During the attacks, the left rudder received a 20MM shell and the ailerons were damaged. Another 20 MM shell pierced the left wing, just outboard from the #2 engine, cutting the gasoline and control lines. During the attacks, violent evasive action was taken on each pass of the fighters. The final attack left us with #4 engine and 1700 RPM's on #3 engine. Both 1&2 engines were gone. The plane was losing altitude. With maximum power on #4 engine, what power could be gotten from #3 engine and the controls damaged, it was impossible to hold a heading. 80th pilot and copilot applied full right rudder, and the plane still turned to the left. Power was then reduced on #4 engine, #2 engine was unfeathered, but it caught fire immediately and would only run in spurts. #2 engine was then feathered permanently.
The fight was carried out at 10,000 feet. By this time, we were at 6,500 feet. The power on #4 engine was reduced to the point where a heading could be flown. We headed north, north-east gradually losing altitude. At 3,000 feet, we decided to crash-land. No member of the crew wished to parachute, so we all rode it down. Pilot, copilot, radio operator, tail-gunner, and navigator-bombardier were on the flight deck. IFF was turned to emergency (broad) signal. T/SGT Meek, radio operator, sent S.O.S. signals on CW up to the time of landing. The armorer was in the back end. Approximately 100 feet from the ground, we had the engineer cut off the gasoline valves and then went to the back of the plane al so. Wheels were up and full flaps. Immediately on touching the ground, all switches were cut. The plane skidded along nicely for about 100 yards, then the left wing went down, and the plane stopped abruptly. No one was injured on the landing.
Sgt. Filippi was removed from the plane, his wounds redressed and made comfortable. The bomb-sight, IFF, secret papers, and maps were immediately destroyed. The landing was made at 1730. About 1800, a B-24 came overhead, we shot our very pistol which he saw. A note signed Lt. Stewart from the 98th B.G. was dropped from their plane along with some food. The note informed us they had our position and would send rescuers. We made ourselves comfortable and spent the night.
The next morning (Nov.16) at 1015 a fleet of RAF Hudsons came over, we shot the very pistol, and two of them landed as did also a Hurricane.

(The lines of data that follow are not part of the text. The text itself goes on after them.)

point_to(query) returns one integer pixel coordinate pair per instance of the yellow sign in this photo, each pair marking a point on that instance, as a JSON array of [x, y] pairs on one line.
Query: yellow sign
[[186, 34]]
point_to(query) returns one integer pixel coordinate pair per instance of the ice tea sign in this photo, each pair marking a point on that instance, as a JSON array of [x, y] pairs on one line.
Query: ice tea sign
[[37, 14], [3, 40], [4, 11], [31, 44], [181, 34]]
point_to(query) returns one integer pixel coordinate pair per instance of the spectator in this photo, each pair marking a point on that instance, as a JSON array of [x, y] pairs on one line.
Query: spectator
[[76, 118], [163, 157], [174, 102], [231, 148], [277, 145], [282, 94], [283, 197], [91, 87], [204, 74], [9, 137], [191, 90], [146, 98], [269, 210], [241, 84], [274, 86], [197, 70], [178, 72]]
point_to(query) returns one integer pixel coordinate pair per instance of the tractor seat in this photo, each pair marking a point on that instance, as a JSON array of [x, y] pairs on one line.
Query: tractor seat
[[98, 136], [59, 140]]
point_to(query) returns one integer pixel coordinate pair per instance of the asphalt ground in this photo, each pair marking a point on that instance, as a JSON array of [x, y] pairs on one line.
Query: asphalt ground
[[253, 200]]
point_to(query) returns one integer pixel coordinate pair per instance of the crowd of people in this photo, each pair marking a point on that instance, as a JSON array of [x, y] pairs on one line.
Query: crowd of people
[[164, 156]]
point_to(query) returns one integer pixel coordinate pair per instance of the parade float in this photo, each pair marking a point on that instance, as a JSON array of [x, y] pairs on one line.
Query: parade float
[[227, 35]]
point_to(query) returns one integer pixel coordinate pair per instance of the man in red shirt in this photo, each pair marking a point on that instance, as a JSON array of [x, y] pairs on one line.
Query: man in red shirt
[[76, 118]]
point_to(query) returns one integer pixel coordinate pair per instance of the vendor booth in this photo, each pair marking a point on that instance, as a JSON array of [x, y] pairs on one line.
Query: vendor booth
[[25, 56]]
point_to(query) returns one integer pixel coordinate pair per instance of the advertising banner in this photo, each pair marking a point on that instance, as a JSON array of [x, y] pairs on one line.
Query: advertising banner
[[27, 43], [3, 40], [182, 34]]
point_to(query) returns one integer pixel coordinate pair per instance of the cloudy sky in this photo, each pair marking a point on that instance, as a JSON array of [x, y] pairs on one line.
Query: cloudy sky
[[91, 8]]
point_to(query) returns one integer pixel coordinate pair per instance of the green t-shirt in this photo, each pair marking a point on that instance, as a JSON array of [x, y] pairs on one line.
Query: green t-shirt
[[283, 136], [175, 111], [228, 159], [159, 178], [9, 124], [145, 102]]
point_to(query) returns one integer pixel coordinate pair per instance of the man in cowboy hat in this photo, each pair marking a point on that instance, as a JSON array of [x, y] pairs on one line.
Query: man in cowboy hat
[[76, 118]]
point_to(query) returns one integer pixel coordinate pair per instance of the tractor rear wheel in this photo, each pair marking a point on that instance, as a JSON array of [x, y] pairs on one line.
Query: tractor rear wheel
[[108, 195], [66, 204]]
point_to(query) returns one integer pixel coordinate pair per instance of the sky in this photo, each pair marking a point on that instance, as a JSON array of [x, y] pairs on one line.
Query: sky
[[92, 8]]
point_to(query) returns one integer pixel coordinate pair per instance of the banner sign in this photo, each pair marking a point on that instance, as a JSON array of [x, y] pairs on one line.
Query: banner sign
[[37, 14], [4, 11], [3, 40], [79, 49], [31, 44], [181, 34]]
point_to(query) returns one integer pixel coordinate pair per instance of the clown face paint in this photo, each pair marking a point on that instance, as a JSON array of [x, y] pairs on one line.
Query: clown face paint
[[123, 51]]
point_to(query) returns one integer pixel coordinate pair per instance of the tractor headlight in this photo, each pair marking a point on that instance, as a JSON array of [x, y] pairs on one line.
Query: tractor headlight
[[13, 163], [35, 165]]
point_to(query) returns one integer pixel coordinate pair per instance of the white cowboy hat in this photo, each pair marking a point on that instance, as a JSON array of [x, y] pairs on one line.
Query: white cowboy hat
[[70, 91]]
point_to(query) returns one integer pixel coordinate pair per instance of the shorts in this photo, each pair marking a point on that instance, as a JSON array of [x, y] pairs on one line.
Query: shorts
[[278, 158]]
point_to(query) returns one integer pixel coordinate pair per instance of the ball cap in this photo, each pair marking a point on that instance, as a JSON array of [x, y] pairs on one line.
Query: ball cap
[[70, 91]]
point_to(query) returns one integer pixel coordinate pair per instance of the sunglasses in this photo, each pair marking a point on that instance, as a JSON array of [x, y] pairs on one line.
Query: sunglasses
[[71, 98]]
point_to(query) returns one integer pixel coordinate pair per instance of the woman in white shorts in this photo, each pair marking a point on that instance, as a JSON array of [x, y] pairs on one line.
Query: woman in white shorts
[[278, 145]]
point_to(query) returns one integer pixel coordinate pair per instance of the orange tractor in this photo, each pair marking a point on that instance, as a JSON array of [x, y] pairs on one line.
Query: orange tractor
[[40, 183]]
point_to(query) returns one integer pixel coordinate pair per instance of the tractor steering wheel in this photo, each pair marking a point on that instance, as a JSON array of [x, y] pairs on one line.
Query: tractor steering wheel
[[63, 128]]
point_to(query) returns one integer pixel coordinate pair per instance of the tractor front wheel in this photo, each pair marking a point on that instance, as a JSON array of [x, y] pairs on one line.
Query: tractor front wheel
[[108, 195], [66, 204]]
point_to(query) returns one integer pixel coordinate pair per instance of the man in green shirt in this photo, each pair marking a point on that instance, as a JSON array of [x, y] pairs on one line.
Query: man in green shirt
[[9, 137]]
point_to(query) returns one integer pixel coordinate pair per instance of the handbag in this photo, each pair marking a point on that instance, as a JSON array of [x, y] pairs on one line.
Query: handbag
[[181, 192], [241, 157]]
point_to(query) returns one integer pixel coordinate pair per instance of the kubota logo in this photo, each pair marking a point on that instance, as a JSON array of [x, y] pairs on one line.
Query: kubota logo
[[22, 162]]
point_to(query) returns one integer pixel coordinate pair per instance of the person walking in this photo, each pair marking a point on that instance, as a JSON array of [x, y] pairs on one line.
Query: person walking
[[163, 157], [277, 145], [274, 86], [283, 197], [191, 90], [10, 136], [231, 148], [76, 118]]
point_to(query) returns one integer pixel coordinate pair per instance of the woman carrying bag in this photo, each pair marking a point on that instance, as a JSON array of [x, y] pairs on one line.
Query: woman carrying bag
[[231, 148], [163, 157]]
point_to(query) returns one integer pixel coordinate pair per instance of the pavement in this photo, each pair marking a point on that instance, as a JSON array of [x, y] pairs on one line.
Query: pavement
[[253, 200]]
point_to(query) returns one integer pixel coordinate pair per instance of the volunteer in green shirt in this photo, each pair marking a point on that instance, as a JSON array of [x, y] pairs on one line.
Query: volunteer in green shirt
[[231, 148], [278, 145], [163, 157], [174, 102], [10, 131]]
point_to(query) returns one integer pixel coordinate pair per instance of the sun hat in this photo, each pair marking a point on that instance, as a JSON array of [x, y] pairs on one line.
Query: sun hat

We were taken in two Hudsons, and they took off at 1030. While in the air, the RAF radioed in we were picked up and other data. By 1115, we were at one of their advanced airdromes, where Sgt. Filippi was attended by an RAF medical officer. From the advanced base we landed at Mersa Matruh, from there to a field just outside of Alexandria. From there we were flown back to our base, Abu Seuir, landing at 1805.
As pilot of the airplane, I very highly recommend all members of the crew for superb moral and meritorious conduct. I also wish to express on behalf of the entire crew our deep gratitude to the RAF for most kind and considerate attention. They did more than we could have expected from any one.